Послание ордену «Рыцарей святого Патрика»

С точки зрения филистерской формально-догматической юриспруденции, вычеркнувшей из истории государства и права все великие революции, а из истории учений о праве и государстве — имена Гуго Гроция, Джона Локка, Жан-Жака Руссо и Томаса Джефферсона, герой этой публицистической заметки — существо безусловно некультурное в правовом отношении, носитель правового нигилизма, для которого в любой цивилизованной системе права отыщется подходящая статья уголовного закона.

В «Послании ордену "Рыцарей святого Патрика"» Марк Твен поднимает запретные темы официозного правоведения: что представляет собой неиллюзорная политическая практика? в самом ли деле подлинная гражданская позиция не совместима с действиями contra legem?

«Святой Патрик не участвовал в политике: он стоял за правду, и это само по себе — хорошая политика!

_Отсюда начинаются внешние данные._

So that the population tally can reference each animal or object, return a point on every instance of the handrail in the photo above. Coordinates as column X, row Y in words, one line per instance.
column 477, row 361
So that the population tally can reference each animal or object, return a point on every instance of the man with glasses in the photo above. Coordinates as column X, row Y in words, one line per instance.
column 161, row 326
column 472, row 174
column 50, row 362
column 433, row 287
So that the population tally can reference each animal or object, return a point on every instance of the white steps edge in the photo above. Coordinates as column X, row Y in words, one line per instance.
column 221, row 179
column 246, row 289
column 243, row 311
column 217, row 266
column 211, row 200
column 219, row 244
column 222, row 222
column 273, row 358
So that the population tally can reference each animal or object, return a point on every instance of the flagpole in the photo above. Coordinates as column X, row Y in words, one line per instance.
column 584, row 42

Увидев гада, он забывал спросить, демократ это или республиканец, но тут же поднимал свой посох и всыпал ему как следует! Вечная память святому Патрику! Вот бы его к нам сюда, чтобы он и нас к юбилею избавил от гадов! Увы, это невозможно! Бездействует его посох — символ истинных, а не бутафорских реформ. Впрочем, у нас еще сохранился символ Правды — топорик Джорджа Вашингтона, ведь я-то знаю, где его зарыли!»